UF Epidemiologists Using AI to Understand Coronavirus
By Karla Arboleda
University of Florida virus experts are gathering genomic sequences from coronaviruses around the world to drive artificial intelligence (AI) research that could predict future spread and outbreaks of this and other strains.
Marco Salemi, a virologist and professor in the Department of Pathology at the UF College of Medicine, wants to know how this new strain evolved and what algorithms can do to predict the future of an emerging pathogen like coronavirus.
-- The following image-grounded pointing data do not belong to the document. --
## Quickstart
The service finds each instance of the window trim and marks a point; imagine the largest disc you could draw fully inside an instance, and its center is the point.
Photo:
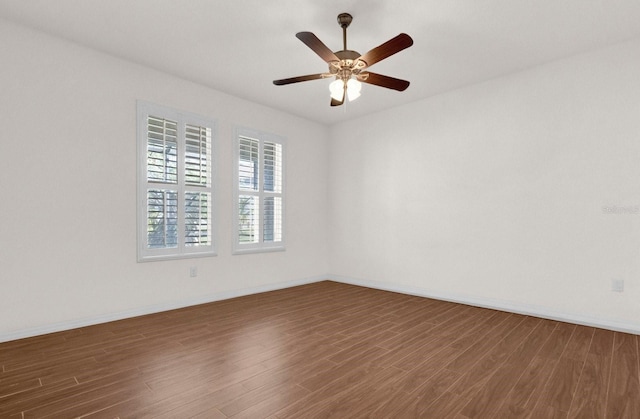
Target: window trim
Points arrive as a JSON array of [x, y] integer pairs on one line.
[[261, 246], [144, 109]]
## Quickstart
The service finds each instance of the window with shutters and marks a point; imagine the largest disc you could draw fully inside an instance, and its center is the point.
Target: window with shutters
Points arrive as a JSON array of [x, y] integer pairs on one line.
[[259, 192], [175, 184]]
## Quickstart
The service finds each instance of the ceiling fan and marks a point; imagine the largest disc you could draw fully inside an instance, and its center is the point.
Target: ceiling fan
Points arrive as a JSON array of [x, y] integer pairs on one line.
[[349, 68]]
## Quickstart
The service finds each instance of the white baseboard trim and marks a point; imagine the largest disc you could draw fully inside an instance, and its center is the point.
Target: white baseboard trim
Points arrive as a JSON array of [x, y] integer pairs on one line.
[[105, 318], [541, 312], [585, 320]]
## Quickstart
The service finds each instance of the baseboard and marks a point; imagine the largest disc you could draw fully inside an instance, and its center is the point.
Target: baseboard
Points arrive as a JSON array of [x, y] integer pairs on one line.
[[541, 312], [225, 295], [534, 311]]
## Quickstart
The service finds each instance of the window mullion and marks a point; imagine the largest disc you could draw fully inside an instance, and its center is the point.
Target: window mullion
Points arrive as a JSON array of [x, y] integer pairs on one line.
[[181, 175]]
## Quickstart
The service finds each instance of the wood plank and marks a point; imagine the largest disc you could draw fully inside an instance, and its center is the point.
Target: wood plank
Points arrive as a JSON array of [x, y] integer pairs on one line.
[[320, 350]]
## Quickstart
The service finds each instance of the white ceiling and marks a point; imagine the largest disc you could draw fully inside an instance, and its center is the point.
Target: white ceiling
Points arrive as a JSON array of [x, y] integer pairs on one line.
[[240, 46]]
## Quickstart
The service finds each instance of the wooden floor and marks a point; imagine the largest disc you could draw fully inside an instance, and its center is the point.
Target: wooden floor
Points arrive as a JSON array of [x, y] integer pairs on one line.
[[324, 350]]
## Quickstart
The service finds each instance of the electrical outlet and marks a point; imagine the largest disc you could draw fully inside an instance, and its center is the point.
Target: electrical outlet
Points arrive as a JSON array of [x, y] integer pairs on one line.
[[617, 285]]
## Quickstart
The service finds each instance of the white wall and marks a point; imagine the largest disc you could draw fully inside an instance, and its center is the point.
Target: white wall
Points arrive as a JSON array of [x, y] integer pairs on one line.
[[493, 194], [68, 188]]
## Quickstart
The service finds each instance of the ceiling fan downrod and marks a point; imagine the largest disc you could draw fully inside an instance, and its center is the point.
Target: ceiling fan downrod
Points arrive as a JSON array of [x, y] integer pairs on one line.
[[344, 20]]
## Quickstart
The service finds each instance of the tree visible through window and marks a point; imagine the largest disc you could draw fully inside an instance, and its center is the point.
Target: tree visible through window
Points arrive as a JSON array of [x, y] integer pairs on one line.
[[175, 188], [259, 174]]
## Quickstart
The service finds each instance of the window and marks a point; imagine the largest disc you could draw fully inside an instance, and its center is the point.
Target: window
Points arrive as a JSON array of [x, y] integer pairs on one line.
[[175, 185], [259, 192]]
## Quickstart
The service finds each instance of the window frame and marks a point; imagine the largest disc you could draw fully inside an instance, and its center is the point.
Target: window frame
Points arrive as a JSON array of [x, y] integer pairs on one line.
[[261, 246], [182, 250]]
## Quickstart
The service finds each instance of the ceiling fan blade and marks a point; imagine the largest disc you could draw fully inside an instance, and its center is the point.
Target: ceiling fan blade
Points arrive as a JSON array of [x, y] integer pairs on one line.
[[317, 46], [383, 81], [298, 79], [386, 50]]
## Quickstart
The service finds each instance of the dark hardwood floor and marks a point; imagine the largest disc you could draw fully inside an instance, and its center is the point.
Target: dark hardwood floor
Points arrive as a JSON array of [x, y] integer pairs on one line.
[[324, 350]]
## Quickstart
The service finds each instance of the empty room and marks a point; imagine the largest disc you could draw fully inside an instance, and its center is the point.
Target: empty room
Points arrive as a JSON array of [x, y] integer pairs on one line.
[[300, 209]]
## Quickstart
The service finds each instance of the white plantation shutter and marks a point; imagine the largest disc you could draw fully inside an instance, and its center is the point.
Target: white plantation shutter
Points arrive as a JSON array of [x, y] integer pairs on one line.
[[259, 175], [175, 189]]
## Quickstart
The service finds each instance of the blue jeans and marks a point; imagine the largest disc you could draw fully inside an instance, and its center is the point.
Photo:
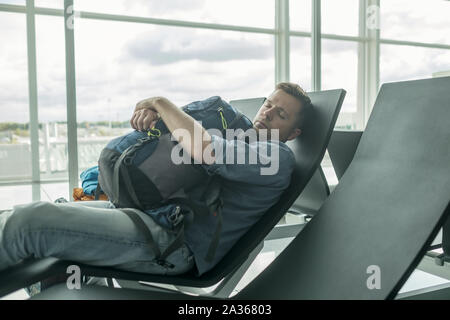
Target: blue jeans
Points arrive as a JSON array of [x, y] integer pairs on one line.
[[89, 232]]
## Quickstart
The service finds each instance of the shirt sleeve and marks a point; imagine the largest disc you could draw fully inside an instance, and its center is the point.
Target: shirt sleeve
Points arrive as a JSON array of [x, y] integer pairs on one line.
[[259, 162]]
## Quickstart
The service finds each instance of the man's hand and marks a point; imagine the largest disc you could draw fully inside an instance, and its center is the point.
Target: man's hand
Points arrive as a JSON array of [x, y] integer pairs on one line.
[[144, 119]]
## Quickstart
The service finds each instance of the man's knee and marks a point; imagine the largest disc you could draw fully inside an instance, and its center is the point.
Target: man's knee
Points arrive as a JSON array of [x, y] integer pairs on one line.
[[27, 217]]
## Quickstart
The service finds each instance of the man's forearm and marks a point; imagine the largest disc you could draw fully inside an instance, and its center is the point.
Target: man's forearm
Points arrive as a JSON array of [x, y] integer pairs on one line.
[[190, 134]]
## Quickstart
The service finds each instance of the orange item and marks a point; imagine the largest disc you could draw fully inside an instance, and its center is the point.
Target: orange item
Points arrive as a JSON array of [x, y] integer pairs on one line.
[[78, 195]]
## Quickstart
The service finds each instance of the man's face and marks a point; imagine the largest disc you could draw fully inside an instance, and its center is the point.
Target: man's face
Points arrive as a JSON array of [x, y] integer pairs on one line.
[[279, 111]]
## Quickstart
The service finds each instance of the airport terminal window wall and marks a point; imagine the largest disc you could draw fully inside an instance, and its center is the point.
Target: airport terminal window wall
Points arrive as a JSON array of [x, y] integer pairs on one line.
[[128, 50]]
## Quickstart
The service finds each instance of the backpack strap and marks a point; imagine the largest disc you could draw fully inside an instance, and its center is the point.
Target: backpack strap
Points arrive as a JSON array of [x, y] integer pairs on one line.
[[142, 227], [215, 240], [97, 191], [120, 170]]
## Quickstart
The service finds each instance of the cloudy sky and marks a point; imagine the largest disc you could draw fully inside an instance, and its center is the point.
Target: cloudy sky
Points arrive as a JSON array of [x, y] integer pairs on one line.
[[118, 64]]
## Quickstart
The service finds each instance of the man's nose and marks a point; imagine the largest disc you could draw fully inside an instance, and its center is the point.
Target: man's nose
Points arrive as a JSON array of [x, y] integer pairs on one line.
[[268, 114]]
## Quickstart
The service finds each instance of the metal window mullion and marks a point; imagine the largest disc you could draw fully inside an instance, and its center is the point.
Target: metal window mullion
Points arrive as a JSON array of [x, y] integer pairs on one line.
[[372, 70], [282, 51], [361, 80], [72, 143], [32, 98], [316, 49]]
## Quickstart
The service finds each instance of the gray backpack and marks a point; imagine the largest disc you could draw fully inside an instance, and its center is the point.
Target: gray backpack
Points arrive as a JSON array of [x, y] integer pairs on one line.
[[136, 171]]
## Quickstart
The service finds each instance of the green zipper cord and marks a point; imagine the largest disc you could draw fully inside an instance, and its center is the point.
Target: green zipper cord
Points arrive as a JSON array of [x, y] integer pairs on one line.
[[153, 132], [224, 121]]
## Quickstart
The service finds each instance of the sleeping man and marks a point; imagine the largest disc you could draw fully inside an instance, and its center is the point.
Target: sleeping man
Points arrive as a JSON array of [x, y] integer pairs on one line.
[[97, 233]]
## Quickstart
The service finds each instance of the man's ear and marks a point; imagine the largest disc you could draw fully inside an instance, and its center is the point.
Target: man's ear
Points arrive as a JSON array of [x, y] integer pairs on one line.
[[294, 134]]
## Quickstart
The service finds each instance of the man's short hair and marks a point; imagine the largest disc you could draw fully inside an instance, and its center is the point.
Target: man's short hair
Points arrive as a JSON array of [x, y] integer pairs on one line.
[[298, 93]]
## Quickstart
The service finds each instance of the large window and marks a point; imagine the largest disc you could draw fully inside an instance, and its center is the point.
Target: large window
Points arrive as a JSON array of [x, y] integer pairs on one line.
[[340, 17], [416, 20], [231, 12], [121, 63], [398, 63], [126, 51], [15, 148]]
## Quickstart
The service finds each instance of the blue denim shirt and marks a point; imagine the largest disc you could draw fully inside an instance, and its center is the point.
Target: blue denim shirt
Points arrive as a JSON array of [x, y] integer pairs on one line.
[[248, 190]]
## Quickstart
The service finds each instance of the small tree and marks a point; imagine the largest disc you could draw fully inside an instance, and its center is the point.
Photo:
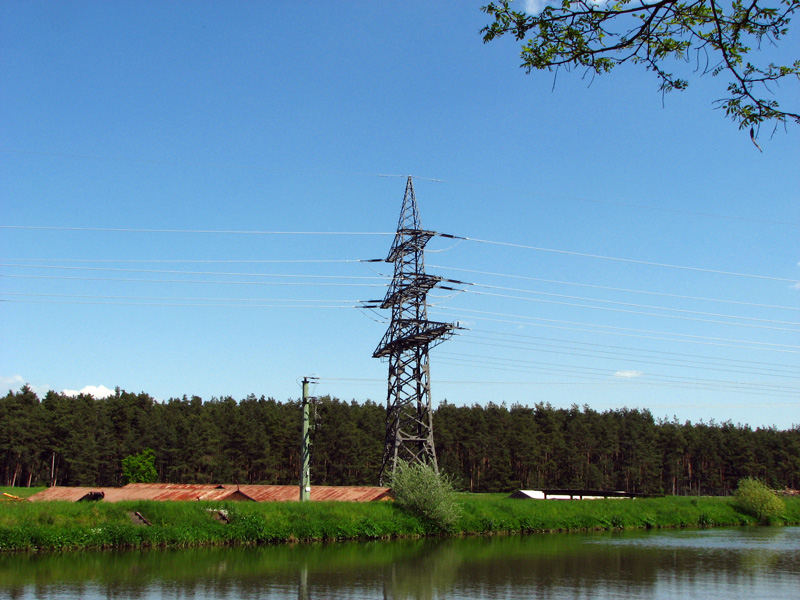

Along with Mattia Prosperi, an associate professor in the Department of Epidemiology at the College of Public Health and Health Professions, Salemi has worked to develop what they call evolutionary-informed machine learning epidemiology.
They are working to better understand the implications of the virus by using phylodynamic analysis, the way that epidemiological, immunological and evolutionary processes act, and combining it with machine learning.
“We have been constantly monitoring the number of viral sequences available,” Salemi said. In just a few weeks’ time, researchers like Salemi have had an increasing amount of information become available to them as doctors around the world manage thousands of patients with the virus. “Probably within the next month we will already have sufficient information to at least try some of our computer intelligence algorithm.”
Salemi and his colleagues use global databases like GISAID, which hold updated information on new genomic sequences emerging from labs around the world. While these databases are a great starting point, details like geographic location and date of a diagnosis can tell researchers a lot more about the timeline of the epidemic.
With patient confidentiality in mind, more accessible details on each case could make a difference in how much researchers can use AI to contribute to the COVID-19 pandemic.
“What was the clinical status of the patient? Was this a mild infection or a symptomatic infection?” Salemi asked. “What is really crucial right now is to start augmenting this genomic database with extra information about very basic things.”
In the past, certain coronavirus strains caused an outbreak of SARS (Severe Acute Respiratory Syndrome) in China in 2002 – 2003, and cases of MERS (Middle East Respiratory Syndrome) in Saudi Arabia in 2013, among other diseases. The latest outbreak of COVID-19 indicates that the virus has changed since it first became apparent.
“The new strain is related, but substantially different,” Salemi said. “Obviously something has happened that has basically led to the emergence of this new lineage.”
New COVID-19 cases are continuing to spread all over the world as officials and scientists alike race to contain the situation.
“AI algorithms are very powerful, but require a large amount of data,” Salemi said. “And even when the data are available, results still will require some computational time.”